It’s a wonder we still put up with passwords.
We forget our highly secretive combinations, so we frequently have them reset and sent to our cellphones and alternative email addresses. We come up with clever jumbles of letters and words, only to mess up the order. We sit there on the login screen, desperately punching in a code we should know by heart.
Despite their inefficiencies, passwords are still the most common electronic authentication systems, protecting everything from our bank accounts, laptops and email to health information, utility bills and, of course, our Facebook profiles. While fingerprint- and eye- and face-recognition authentication technology is progressing, these biometric security systems haven’t yet gone mainstream.
The prototype was built to simulate an ATM screen. In this scenario, users followed the highlighted dots with their eyes and the technology tracked their unique eye movements.
University of Washington engineers are trying to figure out why. They found in a recentstudy that the user’s experience could be key to creating a system that doesn’t rely on passwords.
“How humans interact with biometric devices is critically important for their future success,” said lead researcher Cecilia Aragon, a UW associate professor of human centered design and engineering. “This is the beginning of looking at biometric authentication as a socio-technical system, where not only does it require that it be efficient and accurate, but also something that people trust, accept and don’t get frustrated with.”
Aragon believes one of the reasons face- and eye-recognition systems haven’t taken off is because the user’s experience often isn’t factored into the design. Her team presented its study, one of the first in the field to look at user preferences, at the International Association for Pattern Recognition’s International Conference on Biometrics in June. The researchers found that speed, accuracy and choice of error messages were all important for the success of an eye-tracking system.
“If you develop the technology and user interface in parallel, you can make sure the technology fits the users rather than the other way around,” Aragon said. “It’s very important to have feedback from all stakeholders in the process while you’re designing a biometric identification system.”
The UW team in collaboration with Oleg Komogortsev at Texas State University developed a new biometric authentication technique that identifies people based on their eye movements. They ran subjects through several types of authentication, then asked for feedback on the usability and perceived security.
Researchers developed this prototype to test eye-tracking authentication. The monitor shows a welcome screen and the eye tracker is positioned below.
In the study, users simulated withdrawing money from an ATM. The prototype – an ATM-lookalike computer screen with eye-tracking technology – presented three separate types of authentication: a standard four-number PIN, a target-based game that tracks a person’s gaze, and a reading exercise that follows how a user’s eyes move past each word. With each, researchers measured how long it took and how often the system had to recalibrate.
Eye-tracking technology uses infrared light and cameras. The light reflects off the surface of the eyeball back to the camera when a user’s eye is following a dot or words on the computer screen. The tracking device picks up the unique way each person’s eye moves.
The UW research team chose the ATM scenario because it’s familiar to most people and many machines already have a basic security camera installed.
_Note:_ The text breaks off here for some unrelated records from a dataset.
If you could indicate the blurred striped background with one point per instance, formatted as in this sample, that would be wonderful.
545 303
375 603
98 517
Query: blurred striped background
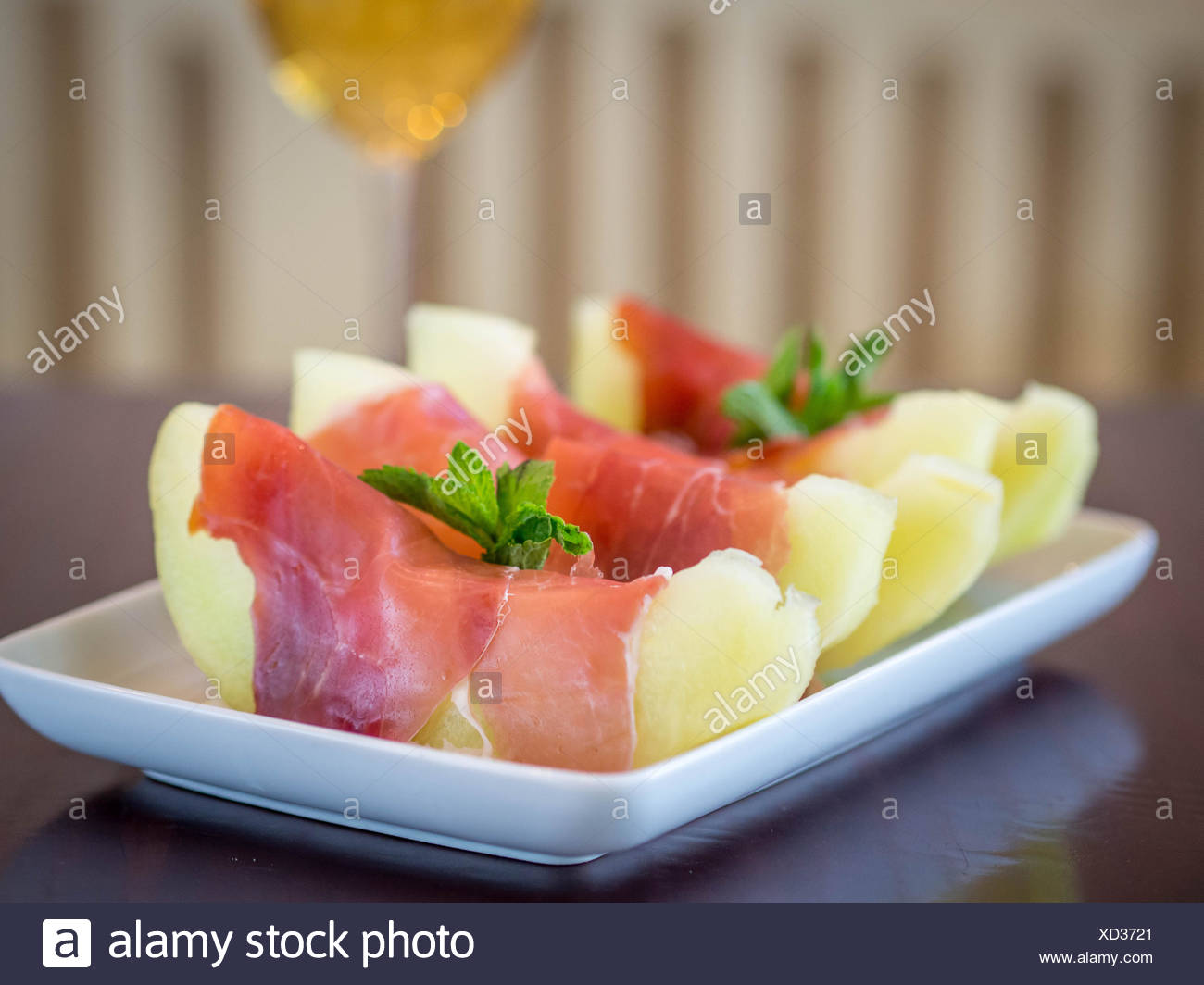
872 199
“The goal of eye-tracking signatures is to enable inexpensive cameras instead of specialized eye-tracking hardware,” Aragon said. “This system can be used by basically any technology that has a camera, even a low-quality webcam.”
When interviewed afterward, most of the study subjects said they don’t trust the standard push-button PIN used in most ATMs, and most assumed that the more advanced technologies would offer the best security.
But when authentication failed – the research team deliberately caused it to not recognize users during one trial – they lost faith in the eye-tracking systems. This study showed that future eye-tracking technology should give clear error messages or directions on how users should proceed if they get off track.
“The error messages we provided and the feedback we gave were really important for making it usable,” said Michael Brooks, a UW doctoral student in human centered design and engineering. “It would have been difficult to design these prototypes without getting feedback from users early on.”
The standard PIN authentication won for its speed and user-friendliness, but the dot targeting exercise also scored high among users and didn’t take nearly as long as the reading exercise. This game-like option could be a model for future versions, Brooks said.
The researchers plan to look next at developing similar eye-tracking authentication for other systems that use basic cameras such as desktop computers. A similar design could be used to log in or gain access to a secure website.
The research was funded by the National Institute of Standards and Technology.